While I feel quite bad for future generations of players that will inevitably suckered into buying subscription services, endless reprints of books with tweaked rule sets, merchandise, and microtransactions on WotC's official tabletop RPG, I'm glad the hobby is relatively independent of what any company does, much more so than something like Magic the Gathering. Nothing WotC can do will ruin the game for anyone willing to pirate a PDF of the player's handbook and use a little imagination.

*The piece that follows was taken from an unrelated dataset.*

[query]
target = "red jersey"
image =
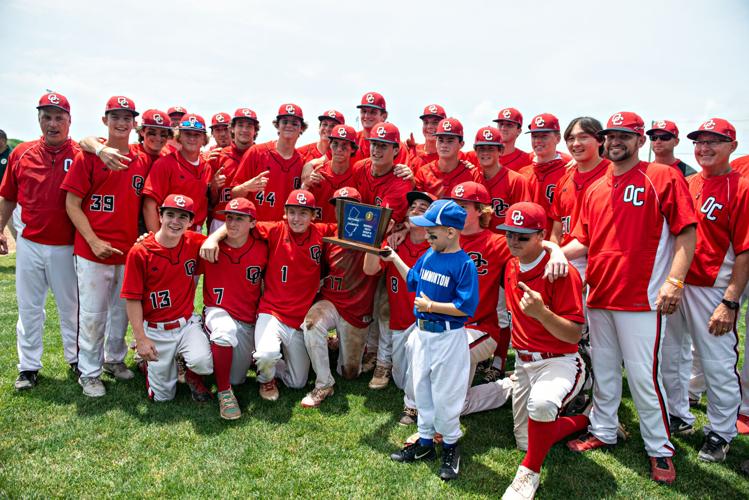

The article's claim that any dungeon master needs to buy the player's handbook, the monster manual, and the dungeon master's guide is completely ridiculous. You can find the stats to monsters online on a whole host of websites, and the DMG is basically just advice and little minigames. You're probably better off taking inspiration from it at best, and house-ruling things like chases. No wonder 5e is having a dungeon master shortage if DMs are expected to shell out so much cash, as well as host a game a lot of the time.
because it comes at a time where economists are saying we're nearing recession because we're making everyone pay too much
Hasbro has always been really bad about knowing its monetary limits but ESPECIALLY now.
It’s funny how they’ve been consistently advised they’re overcharging and overproducing for MtG and they’re going “yeah, let’s kill D&D too just like that”, simply incredible dumbfuckery.
Especially when, unlike MtG, D&D has strong competition AND doesn’t rely on needing products to play. Fan-created works literally rule the D&D space and making it more expensive just pushes people to those fanworks instead of official sources.
The brains on these jackasses are like walnuts.